Temple architecture evolved slightly differently in different regions, such as the distinct features of Orissa, Kashmir and Bengal temples, but it can be generally classified under three categories- Nagara (North), Dravida (South) and Vesara styles.
The shikhara tower in Nagara temples has a sloping curve as they rise and are topped by an amalaka (a large fluted disk) and also a small spherical pot known as the kalash.
The Nagara style of temples were generally built on upraised platforms.
Kandariya Mahadeva temple at Khajuraho in Madhya Pradesh is one of the best expression of Nagara temple architecture.
In contrast, Dravida towers (known separately as vimana) are in the form of a stepped pyramid that rises up linearly rather than curved.
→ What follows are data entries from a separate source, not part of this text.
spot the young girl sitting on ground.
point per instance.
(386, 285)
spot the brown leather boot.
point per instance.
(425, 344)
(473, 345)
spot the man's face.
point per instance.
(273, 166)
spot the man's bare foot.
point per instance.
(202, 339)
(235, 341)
There is only one vimana in the Dravidian architecture on top of the main temple. The subsidiary shrines do not have vimanas, unlike in Nagara architecture.
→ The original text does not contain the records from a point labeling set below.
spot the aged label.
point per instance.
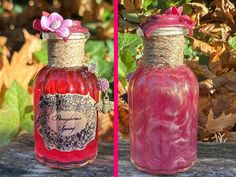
(67, 122)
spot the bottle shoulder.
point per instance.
(164, 74)
(66, 80)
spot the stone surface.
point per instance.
(17, 159)
(214, 160)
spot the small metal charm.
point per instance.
(105, 106)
The presence of water tank inside the temple enclosure is a unique feature of the Dravidian style.
Southern Indian temples are typically enclosed within a walled courtyard with a gate (gopuram) which over time had become even more massive and ornate than the temple itself.
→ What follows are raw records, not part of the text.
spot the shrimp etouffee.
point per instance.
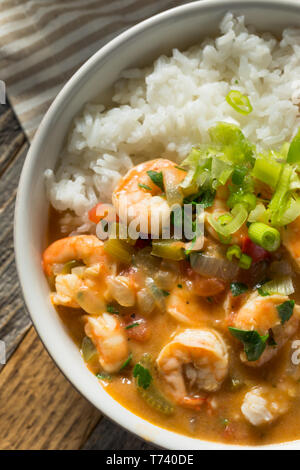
(196, 337)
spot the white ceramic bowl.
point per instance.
(138, 46)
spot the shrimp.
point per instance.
(291, 241)
(110, 340)
(187, 307)
(195, 361)
(264, 404)
(86, 286)
(260, 314)
(86, 248)
(137, 197)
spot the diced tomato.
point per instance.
(101, 211)
(256, 252)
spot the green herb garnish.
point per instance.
(238, 288)
(157, 178)
(285, 310)
(125, 364)
(254, 343)
(142, 375)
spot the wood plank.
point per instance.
(14, 320)
(39, 409)
(108, 436)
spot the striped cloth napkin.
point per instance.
(43, 42)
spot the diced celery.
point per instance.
(168, 249)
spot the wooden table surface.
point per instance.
(39, 409)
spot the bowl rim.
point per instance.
(165, 438)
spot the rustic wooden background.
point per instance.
(39, 409)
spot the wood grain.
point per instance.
(108, 436)
(14, 320)
(39, 409)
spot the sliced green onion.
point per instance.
(278, 202)
(285, 310)
(248, 199)
(238, 175)
(156, 293)
(267, 170)
(292, 211)
(220, 172)
(168, 249)
(240, 215)
(245, 261)
(119, 249)
(239, 102)
(234, 146)
(293, 155)
(233, 251)
(258, 214)
(127, 362)
(174, 192)
(264, 236)
(282, 286)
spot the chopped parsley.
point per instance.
(285, 310)
(238, 288)
(254, 343)
(142, 375)
(127, 362)
(157, 178)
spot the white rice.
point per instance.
(165, 109)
The 11th century A.D. Brihadishwara Temple complex (built by Rajaraja I of Imperial Cholas) at Tanjavur is a wonderful example of Dravida temple which incorporates all of these features.
Vesara style of temple architecture flourished under the later Chalukya rulers in the 7th century A.D.
Vesara style had combined features of both Nagara school and Dravidian school and resulted in a hybridised style.
Durga temple at Aihole, Karnataka is a prominent example of Vesara style temple.